Non sempre ne vale la pena.
Non sempre c'è un vero motivo.
Per tornare, ricominciare, riprovarci.
Me lo sono chiesta spesso, in questo lungo periodo, se lo avrei fatto, come e perchè.
Non ho trovato risposte.
Non le trovo nemmeno ora che sono qui, ora che le dita hanno ripreso a battere e a produrre quel suono che tanto mi piace e che mi ha fatto compagnia per lungo tempo.
Ho incontrato il Dolore.
Quello vero, forse l'unico.
Quello che spaventa, fa piangere, disperarsi.

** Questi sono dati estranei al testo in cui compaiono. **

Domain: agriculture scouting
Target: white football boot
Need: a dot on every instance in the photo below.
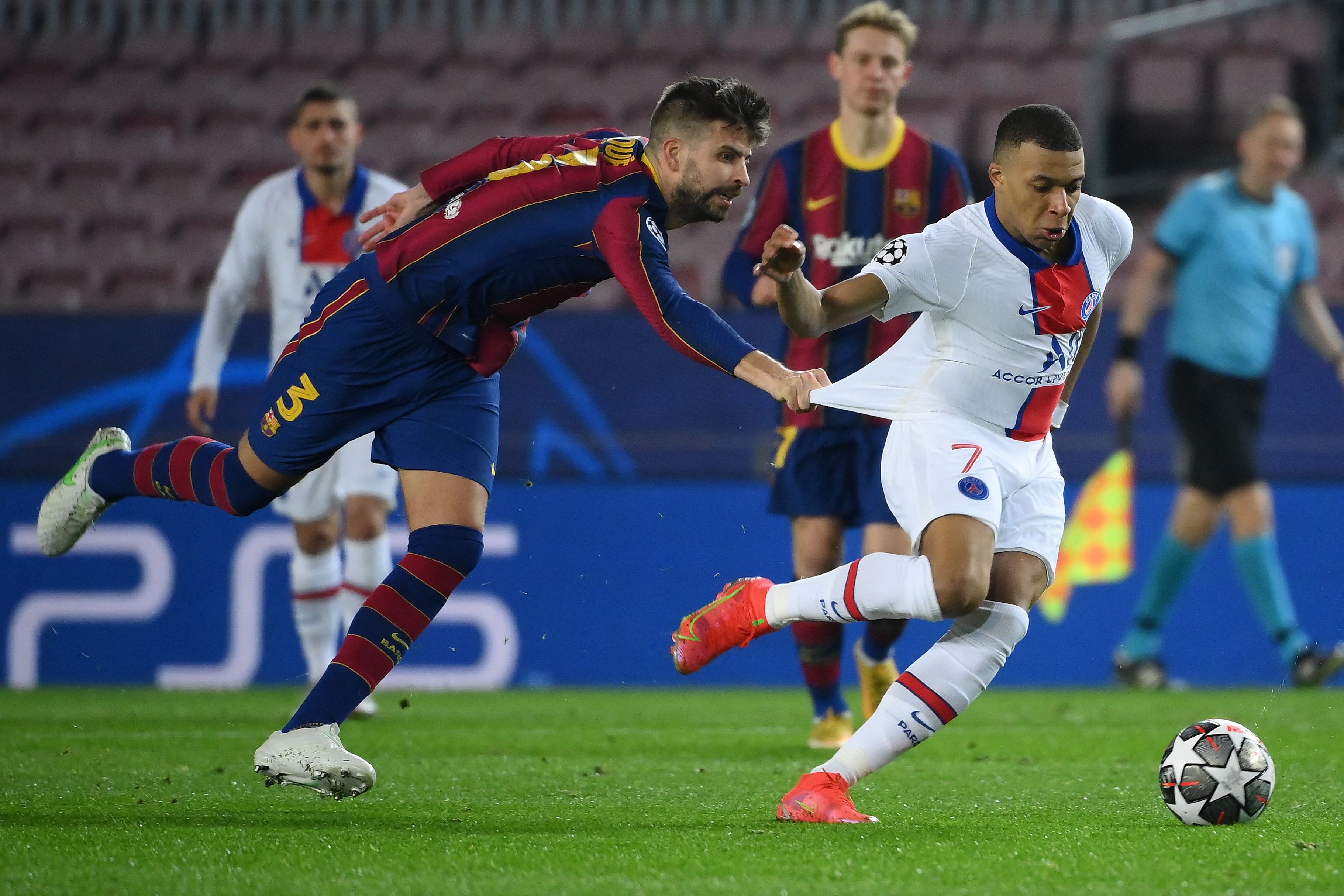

Ho provato a schivarlo come quegli sciatori con le bandierine, ho provato -ancora una volta- a correre più forte e a lasciarlo indietro, ma non si può.
Perchè il dolore è qualcosa che sfugge all'essere subdolo e si palesa.
E' questo che ti frega. Il pensare che il vederlo, il riconoscerlo sia la tua arma per sconfiggerlo, invece è lui a soffocarti.
Ti abbraccia.
E non di rado mi sono chiesta se sia proprio questo stringerti il motivo che spinga molti a trovarci un rifugio, un nido caldo, una scusa valida per giustificare ogni nostra mancanza, ogni passo incerto, ogni paura travestita da noia.
Ma se è vero che tutto ha un prezzo, anche il dolore sa presentarti il suo conto; è fatto di una sofferenza lenta, inaccessibile che - se non fosse per gli occhi più incavati, il colorito più pallido e le ossa più sporgenti- suonerebbe anche scontata.
E' fatto dell'assenza di stimoli, di scommesse.
Di pazzia.
Era luglio quando, dopo un anno e mezzo di lotte e perdite, sono scivolata in un pozzo.
Dentro c'era tutto quello che avevo finto di non vedere in questi quindici anni.
La spensieratezza che non ho più provato e che ha fatto posto a qualcosa di vero, ma atroce.
L'incapacità, non dico di saperci nuotare, ma galleggiare.
I sogni infranti o, forse, troppo piccoli non tanto per le aspettative in se' misurate, ma per il terrore di desiderare qualcosa di grande. Qualcosa che, non si sa perchè, senti che non saresti in grado di inseguire, figuriamo raggiungere e tenere tra le mani, addirittura mostrare e condividere, poi...
E quell'angoscia di aver sbagliato tutto, sempre.
Di avere perso per aver compreso troppo tardi e forse neanche fino in fondo.
Mi sono domandata se tenere questo piccolo spazio avesse ancora un senso, per me soprattutto.
Per molti mesi non lo ha avuto, ma poi qualcosa si è mosso.
Tanti la chiamerebbero voglia, istinto, passione.
Io la chiamo vita.
E spero di poter vivere. Ancora una volta.